It looks like it is possible to simply post arbitrary new values for the U and
V key parts and provide a new configuration payload to the agent, only knowing
the agent's UUID. The agent's UUID can be public or semi-public information
like when `agent_uuid=hostname` is configured. From the Keylime paper [2,
section 3.2.2] it sounds like the UUID HMAC check is not considered a security
feature but only a sanity check:

> This provides the node with a quick check to determine if Kb is correct.

When `extract_payload_script=true` (default) and `payload_script=autorun.sh`
(default) are configured in `keylime.conf` then the provided payload will be
unzipped and a potentially contained `autorun.sh` script is executed with full
root privileges. Attached you can find a reproducer script `post_key.py` that
demonstrates the issue by creating a file `/tmp/evil` on the agent host by
only providing the agent hostname and UUID as input parameters.

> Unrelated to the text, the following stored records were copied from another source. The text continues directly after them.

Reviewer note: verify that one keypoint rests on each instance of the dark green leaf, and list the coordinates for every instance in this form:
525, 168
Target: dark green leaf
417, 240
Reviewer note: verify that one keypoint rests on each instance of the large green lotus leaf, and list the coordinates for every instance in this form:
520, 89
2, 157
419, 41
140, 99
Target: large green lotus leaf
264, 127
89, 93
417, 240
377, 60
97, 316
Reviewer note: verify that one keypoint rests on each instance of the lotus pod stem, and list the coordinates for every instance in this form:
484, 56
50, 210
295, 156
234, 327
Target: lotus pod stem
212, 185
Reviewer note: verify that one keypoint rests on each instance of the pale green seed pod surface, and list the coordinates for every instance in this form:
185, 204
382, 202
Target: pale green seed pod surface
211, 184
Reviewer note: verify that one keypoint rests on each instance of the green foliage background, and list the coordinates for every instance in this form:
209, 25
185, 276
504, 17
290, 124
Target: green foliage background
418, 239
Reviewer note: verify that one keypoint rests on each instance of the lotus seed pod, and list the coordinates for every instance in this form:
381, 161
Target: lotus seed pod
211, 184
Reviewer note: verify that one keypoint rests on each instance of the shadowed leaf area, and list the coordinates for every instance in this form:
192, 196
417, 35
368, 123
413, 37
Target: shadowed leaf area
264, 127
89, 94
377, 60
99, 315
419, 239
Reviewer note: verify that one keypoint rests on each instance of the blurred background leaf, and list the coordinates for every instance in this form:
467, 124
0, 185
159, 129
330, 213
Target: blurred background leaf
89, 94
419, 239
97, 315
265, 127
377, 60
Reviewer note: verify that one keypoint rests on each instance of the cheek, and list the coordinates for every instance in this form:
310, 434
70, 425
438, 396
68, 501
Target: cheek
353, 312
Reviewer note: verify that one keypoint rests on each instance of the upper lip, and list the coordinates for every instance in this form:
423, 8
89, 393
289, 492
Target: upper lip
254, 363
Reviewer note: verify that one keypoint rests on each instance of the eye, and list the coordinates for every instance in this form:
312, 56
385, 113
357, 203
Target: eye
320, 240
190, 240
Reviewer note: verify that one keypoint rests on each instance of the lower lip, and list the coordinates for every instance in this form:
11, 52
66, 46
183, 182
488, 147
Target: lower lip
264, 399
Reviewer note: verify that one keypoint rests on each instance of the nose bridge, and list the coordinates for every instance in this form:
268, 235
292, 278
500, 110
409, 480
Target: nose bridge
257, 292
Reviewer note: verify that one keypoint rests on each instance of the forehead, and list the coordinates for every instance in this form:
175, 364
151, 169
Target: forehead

Even if `payload_script` is disabled then the extraction of a ZIP file as
_root_ might result in a remote root exploit by extracting files outside of
the intended target directory. I did not test this variant of the attack
vector, though. Furthermore by providing a ZIP bomb as payload the agent
process can be subjected to a remote DoS through memory exhaustion.

Retrieving the full symmetric key previously stored in
`/var/lib/keylime/secure/derived_tci_key` should not be possible this way,
because when performing the bootstrap protocol, the previous data is removed
in
`keylime_agent.py:242`. A skillful attacker might attempt to first compromise
the agent node and then wait for the tenant to re-deploy the agent using
authentic keys and payload. Should this happen then the attacker can obtain
the secret symmetric key from the compromised agent node after all.

Similar to issue b) I recommend to somehow authenticate and cryptographically
secure this agent interface to prevent these attacks. As a hotfix disabling
the relevant configuration features should at least prevent the remote code
execution and memory exhaustion attack vectors. Setting non-predictable UUID
values can also help (but one should also consider item 3.a in this context).
Even then this interface still allows to disrupt the operational state of the
agent host by simply overwriting its current configuration.

[3]: https://www.ll.mit.edu/sites/default/files/publication/doc/2018-04/2016_12_07_SchearN_ACSAC_FP.pdf
Comment 1 Matthias Gerstner 2022-01-26 09:23:37 UTC
The issue has been confirmed by upstream and CVE-2021-43310 has been assigned.

The issue has been discovered in parallel by Thore Sommer, an upstream
developer that did a security review as well.
Comment 3 Matthias Gerstner 2022-01-28 09:31:17 UTC
the issue is public now via the following security advisory:

https://github.com/keylime/keylime/security/advisories/GHSA-2m39-75g9-ff5r
Comment 4 Gianluca Gabrielli 2022-02-18 09:52:46 UTC
Fixed in version 6.3.0 and both SLE-15-SP4 and Factory are updated.